Wednesday, April 29, 2009

You Don't Need Me For The Answers

Since I started coaching a bit over two years ago, I have told my clients, I don't have your answers. In fact, I have told them (often much to their dismay) there is nothing that I can tell them that they can't find in a book at the library, on the web, or quite honestly, in their own mind. One of Seth Godin's recent blogs, "Your Nuts If You Believe Me" drives home the point once again.

You don't need a coach to provide you answers - if you read my blog from a couple days ago, "Why Do I Need A Coach" you learned that a coach does a whole lot to help you reach your goals, least of which is trying to run your business for you - or do the work / providing answers for you.

If you want that kind of help, then hire a consultant, get a business partner, or hire someone to come in and run things for you - but a coach is not what you want or need.

Many times, my clients will contact me and ask me what they should do in a certain situation - about sales or marketing, about a troubled employee, or about an issue with a customer, etc. They think that I have all the answers - or they think that they pay me to provide them all the answers. They want the magic solution that will fix all of their problems.

Do I have an answer for them? Sure, but I rarely share it, because providing answers is treating the symptoms. Giving them my answer might help right this second to treat the symptom, but will rarely solve the problem. They don't need my answer - they need to know how to find their own answer. They need to create a system / process that will fix the root problems in a business.

So, instead I steer them to their own solutions.

If it's a question about the direction they should go, I usually direct them to their own constitution - their mission, vision, commitments (the principles upon which their business is founded) and their goals. I ask them what they think they should do within the scope of those documents. And to their own surprise, nearly every time, they find the answer. If not, we work on finding it together.

If it's a question about best techniques or tools that should be used in a given situation, I help them find the tools that will work best for their unique situation. Sure, sometimes, I provide the tools - but more often I share ideas and techniques that they choose from to help them create a solution that works for them.

One thing I've learned from 20 years in the military and 9+ years of raising children, is that commitment to a process is much stronger and the value gained from that process is much greater when an individual is guided to a solution, choosing it on their own, rather than being told to do it or being given it by someone else.

The key is that a coach's or mentor's job isn't to be the solution to the problem, but to be the guide that helps you find the solution to your problem. Giving you the solution creates dependency, while helping you find the answers promotes independence.

So don't look at your coach, mentor, or even your leaders to open door to solutions for you. Instead look at them as individuals that hand you the keys to unlock the doors to the solutions that you choose yourself. It's not what a coach provides you specifically, but instead, it's what a coach does to help you learn how to help yourself.

1 comment:

  1. I completely agree, a coach is simply a conduit guiding thoughts in the right direction to that aHa moment!
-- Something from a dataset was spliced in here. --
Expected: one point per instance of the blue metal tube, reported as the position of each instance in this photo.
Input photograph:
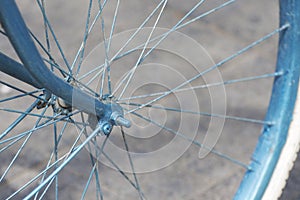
(19, 37)
(17, 70)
    A solution found is much more valuable than a solution sold (WOW that's almost profound!).

    Many people think they need a coach to tell them the answers and I am sure there are equally as many unscrupulous coaches who will be happy to do just that to ensure their importance in the lives of their clients.

    My coach is my journal because I realise that I probably already know what I need to know deep down, I just have to clear the path to find it! But thanks for the reminder...helping me, help me!